Kissinger calls on Ukraine to negotiate peace, Kyiv rejects offer.
Former U.S. Secretary of State Kissinger delivered a speech at the National Committee on U.S.-China Relations (November 2014, photo by Fang Bing, Voice of America) |
Veteran US diplomat Henry Kissinger said the time was near for Ukraine to negotiate a peace that would reduce the risk of another devastating world war, but the Kyiv government dismissed his comments as amounting to "pacifying aggression" ” and said an agreement involving territorial concessions was impossible.
Kissinger, 99, was secretary of state under Republican presidents Richard Nixon and Gerald Ford and was the architect of the Cold War détente with the Soviet Union. He has met with Putin several times since Putin first became president of Russia in 2000.
There is no sign of ending the conflict sparked by Putin's Feb. 24 invasion of Ukraine, which has killed tens of thousands and displaced millions. The United States and Western allies criticized the invasion.
Russia now controls about a fifth of Ukraine.

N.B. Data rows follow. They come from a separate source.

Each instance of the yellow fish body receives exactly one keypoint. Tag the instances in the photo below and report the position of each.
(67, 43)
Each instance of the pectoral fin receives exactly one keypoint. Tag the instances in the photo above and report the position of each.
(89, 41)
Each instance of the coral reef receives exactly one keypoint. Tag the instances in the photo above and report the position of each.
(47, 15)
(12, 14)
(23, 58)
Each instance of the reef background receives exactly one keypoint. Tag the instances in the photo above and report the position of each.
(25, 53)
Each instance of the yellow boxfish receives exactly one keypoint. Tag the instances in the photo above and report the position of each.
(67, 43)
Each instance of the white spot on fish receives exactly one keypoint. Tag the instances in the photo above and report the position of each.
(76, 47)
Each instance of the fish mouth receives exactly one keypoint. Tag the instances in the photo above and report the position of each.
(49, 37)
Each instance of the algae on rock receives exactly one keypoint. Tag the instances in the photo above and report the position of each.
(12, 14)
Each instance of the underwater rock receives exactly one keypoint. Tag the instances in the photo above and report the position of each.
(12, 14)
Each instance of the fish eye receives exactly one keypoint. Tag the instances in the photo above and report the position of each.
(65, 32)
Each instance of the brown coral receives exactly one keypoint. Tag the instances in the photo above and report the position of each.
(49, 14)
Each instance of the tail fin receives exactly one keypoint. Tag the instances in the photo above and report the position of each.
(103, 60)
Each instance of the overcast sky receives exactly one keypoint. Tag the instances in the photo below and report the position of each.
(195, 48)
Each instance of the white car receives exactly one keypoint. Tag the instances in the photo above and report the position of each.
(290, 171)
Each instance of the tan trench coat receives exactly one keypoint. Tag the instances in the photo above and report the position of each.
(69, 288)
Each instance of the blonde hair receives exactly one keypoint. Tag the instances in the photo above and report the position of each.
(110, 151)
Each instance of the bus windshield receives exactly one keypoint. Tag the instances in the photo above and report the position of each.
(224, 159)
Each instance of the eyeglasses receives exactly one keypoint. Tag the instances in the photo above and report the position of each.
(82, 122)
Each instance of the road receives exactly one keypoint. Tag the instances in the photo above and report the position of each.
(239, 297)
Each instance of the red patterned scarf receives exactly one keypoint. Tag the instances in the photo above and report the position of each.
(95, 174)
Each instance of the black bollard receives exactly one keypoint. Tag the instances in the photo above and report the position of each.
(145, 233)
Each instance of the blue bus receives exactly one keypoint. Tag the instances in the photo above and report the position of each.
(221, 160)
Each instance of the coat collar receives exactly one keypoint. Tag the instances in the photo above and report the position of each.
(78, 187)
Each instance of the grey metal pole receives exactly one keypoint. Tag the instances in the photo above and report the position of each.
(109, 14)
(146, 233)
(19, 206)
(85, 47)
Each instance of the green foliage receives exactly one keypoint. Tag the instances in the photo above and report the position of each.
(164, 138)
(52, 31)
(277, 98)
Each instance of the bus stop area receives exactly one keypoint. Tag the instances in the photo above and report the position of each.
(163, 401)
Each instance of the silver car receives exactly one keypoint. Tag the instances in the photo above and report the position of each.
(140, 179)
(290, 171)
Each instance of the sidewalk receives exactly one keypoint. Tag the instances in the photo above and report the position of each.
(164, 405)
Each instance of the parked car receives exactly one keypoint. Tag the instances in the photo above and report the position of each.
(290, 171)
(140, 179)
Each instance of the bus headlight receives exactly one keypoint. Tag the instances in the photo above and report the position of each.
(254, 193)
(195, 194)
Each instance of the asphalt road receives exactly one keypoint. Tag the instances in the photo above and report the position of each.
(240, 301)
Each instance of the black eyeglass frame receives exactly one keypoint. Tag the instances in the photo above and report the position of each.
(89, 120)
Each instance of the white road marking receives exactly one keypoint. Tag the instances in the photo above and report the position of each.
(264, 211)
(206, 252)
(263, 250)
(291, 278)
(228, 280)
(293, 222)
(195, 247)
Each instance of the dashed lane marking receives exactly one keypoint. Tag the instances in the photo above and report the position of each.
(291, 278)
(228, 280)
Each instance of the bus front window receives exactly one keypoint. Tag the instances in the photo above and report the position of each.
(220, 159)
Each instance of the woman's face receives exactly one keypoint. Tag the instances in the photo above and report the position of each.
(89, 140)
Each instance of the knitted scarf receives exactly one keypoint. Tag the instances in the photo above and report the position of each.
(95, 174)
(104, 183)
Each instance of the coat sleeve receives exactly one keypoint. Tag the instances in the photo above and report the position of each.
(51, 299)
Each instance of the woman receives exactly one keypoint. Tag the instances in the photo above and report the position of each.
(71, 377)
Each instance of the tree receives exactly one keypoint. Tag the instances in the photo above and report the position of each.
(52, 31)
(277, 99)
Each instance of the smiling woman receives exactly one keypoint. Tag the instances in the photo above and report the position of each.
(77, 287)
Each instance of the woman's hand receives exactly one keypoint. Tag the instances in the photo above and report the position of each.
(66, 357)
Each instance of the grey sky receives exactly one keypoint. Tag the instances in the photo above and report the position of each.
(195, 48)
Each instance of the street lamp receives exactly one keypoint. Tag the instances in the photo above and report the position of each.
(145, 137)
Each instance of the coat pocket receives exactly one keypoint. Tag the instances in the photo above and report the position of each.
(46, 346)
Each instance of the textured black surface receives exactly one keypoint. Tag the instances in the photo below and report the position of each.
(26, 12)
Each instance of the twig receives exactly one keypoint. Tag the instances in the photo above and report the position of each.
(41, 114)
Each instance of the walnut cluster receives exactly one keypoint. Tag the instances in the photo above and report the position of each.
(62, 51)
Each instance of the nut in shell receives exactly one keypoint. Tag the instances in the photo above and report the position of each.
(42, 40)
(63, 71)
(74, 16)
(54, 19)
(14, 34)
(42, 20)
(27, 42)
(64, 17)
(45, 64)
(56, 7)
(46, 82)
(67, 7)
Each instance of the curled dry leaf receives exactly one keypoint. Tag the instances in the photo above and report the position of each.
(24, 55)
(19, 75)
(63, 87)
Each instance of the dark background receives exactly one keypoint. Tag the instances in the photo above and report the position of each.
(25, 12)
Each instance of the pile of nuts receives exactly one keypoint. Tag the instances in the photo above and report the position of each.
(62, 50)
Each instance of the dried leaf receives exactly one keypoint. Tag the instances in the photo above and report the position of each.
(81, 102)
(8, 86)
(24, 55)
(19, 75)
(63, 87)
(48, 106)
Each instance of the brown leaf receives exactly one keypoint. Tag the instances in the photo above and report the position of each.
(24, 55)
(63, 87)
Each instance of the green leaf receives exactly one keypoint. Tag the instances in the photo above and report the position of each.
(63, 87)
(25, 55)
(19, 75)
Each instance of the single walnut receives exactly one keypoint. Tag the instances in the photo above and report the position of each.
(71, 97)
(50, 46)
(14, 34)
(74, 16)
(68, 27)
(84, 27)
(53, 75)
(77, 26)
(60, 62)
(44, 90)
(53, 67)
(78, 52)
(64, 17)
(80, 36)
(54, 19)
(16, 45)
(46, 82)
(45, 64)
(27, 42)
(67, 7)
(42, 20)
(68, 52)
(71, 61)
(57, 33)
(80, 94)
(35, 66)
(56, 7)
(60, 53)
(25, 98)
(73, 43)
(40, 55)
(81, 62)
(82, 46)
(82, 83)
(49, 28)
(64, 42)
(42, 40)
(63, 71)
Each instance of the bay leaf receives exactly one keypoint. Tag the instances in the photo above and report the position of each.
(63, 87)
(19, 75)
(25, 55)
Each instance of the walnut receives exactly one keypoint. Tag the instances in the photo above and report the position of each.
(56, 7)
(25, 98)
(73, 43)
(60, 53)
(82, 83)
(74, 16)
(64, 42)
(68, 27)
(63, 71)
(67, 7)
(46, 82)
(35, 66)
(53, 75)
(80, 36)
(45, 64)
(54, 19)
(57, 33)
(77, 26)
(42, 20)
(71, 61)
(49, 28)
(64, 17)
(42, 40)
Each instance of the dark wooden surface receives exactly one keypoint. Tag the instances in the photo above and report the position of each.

The Kremlin said Kyiv must recognize Moscow's annexation of the south and east. Ukraine says every Russian soldier must leave its territory, including Crimea, which Russia annexed in 2014. Kyiv applied to join NATO after Moscow announced the subsequent annexation in September.
Kissinger wrote in the Spectator: "The time is coming to build on the strategic changes already made and integrate them into a new structure for a negotiated peace."
Kissinger wrote, "The peace process should link Ukraine with NATO, however it is expressed. The option of neutrality no longer makes sense."
Kissinger said he proposed a ceasefire in May and that Russia would withdraw to the borders it had before the February invasion, but that Crimea would be the subject of "negotiations".
The conflict in eastern Ukraine began in 2014 when a pro-Russian president was overthrown in Ukraine, Russia annexed Crimea and Russian-backed separatists fought Ukrainian armed forces in eastern Ukraine.
Ukrainian presidential aide Mikhailo Podolak said on the social platform "Telegram", "Mr. Kissinger still does not understand anything ... neither the nature of this war nor its impact on world order. Impact."
“The prescription that the former secretary of state demanded but was afraid to speak out was simple: appease the aggressor by sacrificing parts of Ukraine and promise not to invade the rest of Eastern Europe.”
He added, "All proponents of easy solutions should remember the obvious: any deal with the devil - a bad peace at the expense of Ukrainian territory - would be a victory for Putin, and a success for dictators around the world good recipe."
Kremlin officials could not be reached for comment late Sunday.
CIA Director William Burns said in an interview published Saturday that while most conflicts end in negotiations, the CIA's assessment is that Russia is not yet serious about real talks to end the war.
Ukraine and the West say Putin has no reason to justify what they say is an imperial war of occupation.
Kissinger warned that the desire to make Russia "incompetent", or even seek to dismantle it, could lead to chaos. Neither Ukraine nor any Western country is advocating either path.